La France confirme le retour en force du nucléaire dans sa stratégie énergétique

La France confirme le retour en force du nucléaire dans sa stratégie énergétique

Le nucléaire s’impose de nouveau comme un pilier central de la stratégie énergétique française, alors que le gouvernement vient de dévoiler la nouvelle édition de la programmation pluriannuelle de l’énergie (PPE). Attendu depuis plus de deux ans, ce document de référence redéfinit les grandes orientations du mix énergétique national pour la prochaine décennie.

La PPE fait office de boussole pour les choix énergétiques de la France, venant enterrer l’édition de 2018 qui, en prévoyant la fermeture de 14 réacteurs, avait fragilisé la filière nucléaire. Finalement, seule la centrale de Fessenheim a été mise à l’arrêt. Depuis, la donne a changé : face à la nécessité d’accélérer la décarbonation, de préserver le pouvoir d’achat des ménages et de renforcer l’indépendance énergétique, l’exécutif a réévalué le rôle de l’atome en France.

Cette nouvelle feuille de route acte un tournant décisif en faveur du nucléaire. L’État confirme la construction de six réacteurs de nouvelle génération (EPR2) et mandate EDF pour étudier la faisabilité de huit supplémentaires. Le choix traduit la volonté de sécuriser la production d’électricité bas-carbone, alors que la dépendance aux énergies fossiles reste un sujet d’inquiétude à l’échelle européenne.

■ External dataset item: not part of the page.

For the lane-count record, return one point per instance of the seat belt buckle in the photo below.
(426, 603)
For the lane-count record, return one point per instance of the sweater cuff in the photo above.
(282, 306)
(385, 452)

Pour autant, la France ne renonce pas aux énergies renouvelables. La PPE entérine une approche duale, assumant la cohabitation du nucléaire et des énergies vertes : l’énergie solaire en particulier connaît une croissance accélérée, séduisant notamment le monde agricole. Cette dynamique, qui permet au solaire de dépasser ponctuellement le nucléaire en termes de production diurne, implique néanmoins une gestion complexe du réseau, le photovoltaïque se révélant absent la nuit ou en hiver. L’équilibrage entre sources, coûteux pour les finances publiques, fragilise la stabilité du système. En 2025, la France a d’ailleurs échappé de peu à deux « black-outs » majeurs, selon le gestionnaire du réseau de transport d’électricité (RTE).

La nouvelle PPE, en inscrivant le nucléaire au cœur de la stratégie, vise à remédier à ces déséquilibres mais soulève de nouveaux défis de planification. Un autre point crucial concerne la consommation d’électricité, que la France avait surestimée : depuis 2019, la consommation nationale a baissé de 7 %. Si le gouvernement attribue ce recul aux efforts de sobriété énergétique, certains y voient aussi le symptôme d’une désindustrialisation. Le débat sur les causes et les conséquences de ce recul reste vif.

Au plan politique, la question énergétique demeure très clivante. Pour faire adopter la PPE, l’exécutif a opté pour la voie réglementaire plutôt que parlementaire, privilégiant ainsi la prudence. Il reste toutefois à clarifier de nombreux aspects, de l’articulation entre renouvelables et nucléaire à la trajectoire de consommation future. Autant d’enjeux qui devraient s’inviter de nouveau dans le débat public à l’approche de la campagne présidentielle.

Si la France annonce ainsi son retour dans le club restreint des nations investissant massivement dans l’atome, la conciliation entre innovation, sécurité énergétique et transition écologique demeure un exercice d’équilibriste. Le débat sur le mix énergétique français est loin d’être clos et s’annonce comme un terrain majeur d’affrontement politique et technologique pour les années à venir.